The llm_first function is used to extract the first matching result that satisfies a condition defined by a model's prompt and column data. It operates across rows, typically combined with a GROUP BY clause, to return the first relevant row for each group.

1. Usage Examples

1.1. Example without GROUP BY

Retrieve the first relevant product feature across all rows:

SELECT llm_first(
{'model_name': 'gpt-4'},
{'prompt': 'What is the most relevant detail for these products, based on their names and descriptions?'},
{'product_name': product_name, 'product_description': product_description}
) AS first_product_feature
FROM products;

Description: This query returns the first relevant feature from all product descriptions and product names, based on the provided prompt.

1.2. Example with GROUP BY

Retrieve the first relevant product feature for each product category:

SELECT category,
llm_first(
{'model_name': 'gpt-4'},
{'prompt': 'What is the most relevant detail for these products, based on their names and descriptions?'},
{'product_name': product_name, 'product_description': product_description}
) AS first_product_feature
FROM products
GROUP BY category;

Description: The query groups the products by category and returns the first relevant feature for each group.

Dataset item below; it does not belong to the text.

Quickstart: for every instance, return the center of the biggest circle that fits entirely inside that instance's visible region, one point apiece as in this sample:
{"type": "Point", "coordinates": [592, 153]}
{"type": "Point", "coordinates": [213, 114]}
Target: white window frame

1.3. Using a Named Prompt with GROUP BY

Use a reusable prompt, such as "first-relevant-detail", to extract the first relevant feature for each product category:

SELECT category,
llm_first(
{'model_name': 'gpt-4', 'secret_name': 'product_key'},
{'prompt_name': 'first-relevant-detail', 'version': 1},
{'product_name': product_name, 'product_description': product_description}
) AS first_product_feature
FROM products
GROUP BY category;

Description: This example leverages a named prompt (first-relevant-detail) to extract the first relevant feature for each product category. The query groups the results by category.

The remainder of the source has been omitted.